Nunca extraigas el corazón de tu objetivo, ni ninguna otra víscera, por mucho valor que creas que pudiera alcanzar en el mercado, si no quieres dejar un ostensible rastro que conduzca hasta tu inmediata detención. Un órgano de tu víctima en tu propia casa puede ser una prueba inculpatoria de lo más bochornosa.

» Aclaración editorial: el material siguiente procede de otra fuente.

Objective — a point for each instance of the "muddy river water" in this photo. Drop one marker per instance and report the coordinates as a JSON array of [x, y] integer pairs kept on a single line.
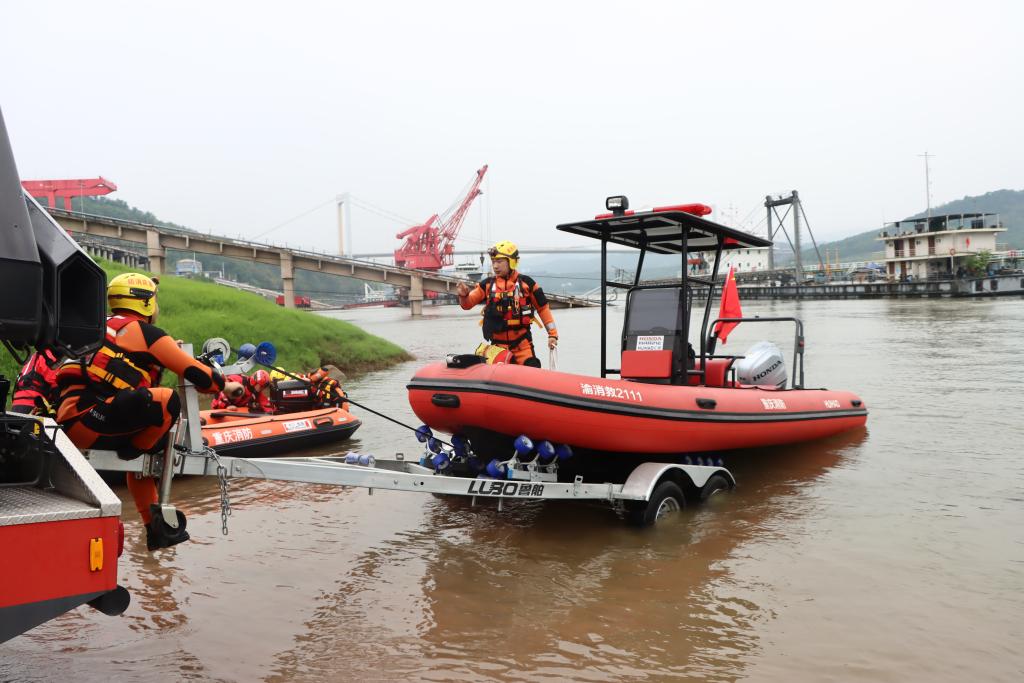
[[893, 553]]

Nunca le cuentes a nadie nada en absoluto acerca de tu oficio. Aunque creas tener un mejor amigo en el que poder confiar, éste también tendrá a su vez uno o dos mejores amigos de confianza a los que no podrá evitar contarles un secreto tan jugoso, y éstos, otros a su vez, y así indefinidamente. En una ciudad del tamaño de Madrid, bastarían 1.769,87 días para que todos los habitantes supieran que eres un asesino profesional en ejercicio; sin contar con que en ese proceso de difusión no hubiera algún miembro de un Cuerpo o Fuerza de Seguridad del Estado, o alguien un poco más indiscreto que el resto de la media, o que incluso tuviese acceso a un medio de comunicación masivo. La norma a seguir es no revelar nada a ningún mejor amigo. O, para mayor seguridad, no tener ningún mejor amigo.